Namun ancaman selalu ada. Ideologi yang ingin memaksakan diri masih menyelinap di ruang politik, birokrasi, bahkan mimbar agama. Ia menyaru dalam kata manis, tapi menyimpan racun perpecahan. Dan kita, anak bangsa, ditantang untuk tidak lengah. Sebab kalau lengah, negeri ini bisa hilang bukan karena dijajah orang asing, melainkan karena kita sendiri saling menghabisi. Maka September seharusnya menjadi bulan doa. Doa agar bangsa ini tetap kuat menghadapi godaan perpecahan. Doa agar kita mampu menjaga negeri ini dengan cinta, bukan dengan curiga. Doa agar kita mampu saling memaafkan, saling merangkul, saling menerima.

Indonesia adalah doa panjang yang ditulis para pahlawan. Doa yang mereka titipkan kepada kita. Dan tugas kita hanya satu: jangan biarkan doa itu berhenti di tengah jalan. Jangan biarkan ia patah oleh ambisi sesaat. Jangan biarkan ia hancur oleh tangan kita sendiri. Kalau ada cinta yang paling agung setelah cinta kita kepada Tuhan, mungkin cinta itulah: cinta kepada tanah air. Sebab tanah air bukan sekadar tanah dan gunung, bukan sekadar laut dan langit, melainkan saksi doa-doa nenek moyang yang telah terpatri di setiap butir pasir, di setiap tetes hujan, di setiap sungai yang mengalir.

Cinta tanah air adalah bagian dari iman.
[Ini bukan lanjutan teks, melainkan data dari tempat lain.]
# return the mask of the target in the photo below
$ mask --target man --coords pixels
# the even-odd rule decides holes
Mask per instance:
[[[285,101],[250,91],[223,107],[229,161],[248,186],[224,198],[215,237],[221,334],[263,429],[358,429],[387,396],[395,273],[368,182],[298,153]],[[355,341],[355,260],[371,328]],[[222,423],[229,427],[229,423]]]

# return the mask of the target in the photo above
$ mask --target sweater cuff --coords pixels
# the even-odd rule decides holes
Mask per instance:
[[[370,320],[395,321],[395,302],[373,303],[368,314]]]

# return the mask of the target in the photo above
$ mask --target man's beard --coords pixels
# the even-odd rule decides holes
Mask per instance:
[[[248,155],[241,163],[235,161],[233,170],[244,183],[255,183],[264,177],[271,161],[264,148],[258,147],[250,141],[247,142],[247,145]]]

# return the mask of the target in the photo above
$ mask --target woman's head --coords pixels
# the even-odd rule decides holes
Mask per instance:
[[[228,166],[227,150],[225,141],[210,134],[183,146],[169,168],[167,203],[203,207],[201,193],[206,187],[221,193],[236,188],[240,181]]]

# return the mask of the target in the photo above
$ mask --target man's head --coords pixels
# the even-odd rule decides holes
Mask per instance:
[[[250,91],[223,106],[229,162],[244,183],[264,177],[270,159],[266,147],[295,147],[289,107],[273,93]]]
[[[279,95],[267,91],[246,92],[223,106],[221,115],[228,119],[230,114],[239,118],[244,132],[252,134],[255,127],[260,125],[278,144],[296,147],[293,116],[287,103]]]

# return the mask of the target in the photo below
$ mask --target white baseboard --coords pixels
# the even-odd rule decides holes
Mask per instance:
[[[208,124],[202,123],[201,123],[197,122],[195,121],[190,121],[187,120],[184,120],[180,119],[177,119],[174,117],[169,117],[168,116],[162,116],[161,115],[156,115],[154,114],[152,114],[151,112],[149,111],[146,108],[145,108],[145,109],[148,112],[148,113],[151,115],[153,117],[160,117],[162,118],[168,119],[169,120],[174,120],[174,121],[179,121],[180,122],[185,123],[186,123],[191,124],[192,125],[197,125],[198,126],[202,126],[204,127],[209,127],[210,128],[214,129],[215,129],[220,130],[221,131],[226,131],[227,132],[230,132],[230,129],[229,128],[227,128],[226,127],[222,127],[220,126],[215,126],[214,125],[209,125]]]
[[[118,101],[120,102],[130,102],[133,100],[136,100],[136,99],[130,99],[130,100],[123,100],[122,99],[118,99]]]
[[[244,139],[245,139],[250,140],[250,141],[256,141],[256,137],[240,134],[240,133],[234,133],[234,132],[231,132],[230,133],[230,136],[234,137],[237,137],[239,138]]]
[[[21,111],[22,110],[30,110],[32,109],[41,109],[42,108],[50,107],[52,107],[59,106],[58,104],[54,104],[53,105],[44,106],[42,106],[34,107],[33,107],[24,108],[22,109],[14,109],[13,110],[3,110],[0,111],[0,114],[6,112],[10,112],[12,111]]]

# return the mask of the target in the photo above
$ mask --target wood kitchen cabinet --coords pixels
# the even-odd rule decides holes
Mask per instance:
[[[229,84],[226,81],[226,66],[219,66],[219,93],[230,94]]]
Meski hadisnya diperdebatkan, maknanya nyata dalam hidup kita. Al-Qur’an pun mengajarkan doa Nabi Ibrahim: “Rabbi aj‘al hādhā baladan āmīnan…” (Ya Tuhanku, jadikan negeri ini negeri yang aman) (QS. al-Baqarah: 126). Itulah bukti bahwa mencintai tanah air adalah doa para nabi. Dan September selalu datang untuk mengingatkan: jangan pernah sia-siakan cinta itu. Jangan ulangi pengkhianatan. Jangan biarkan ambisi mengalahkan persaudaraan. Sebab Tuhan sudah mengingatkan: “Wa lā tanāza‘ū fatafshalū wa taż-haba rīḥukum” (Janganlah kalian berselisih, sebab kalian akan gagal dan hilang kekuatan kalian) (QS. al-Anfal: 46).

Maka cinta tanah air bukanlah pilihan, ia adalah Amanah, di dalamnya ada janji kepada Tuhan, ada warisan doa para leluhur, ada tanggung jawab agar darah tidak kembali tumpah. Tanah air adalah rahmat. Tanah air adalah Amanah, dan kita, dengan segala kelemahan kita, hanya dipanggil untuk satu hal: jangan pernah mengkhianati cinta itu.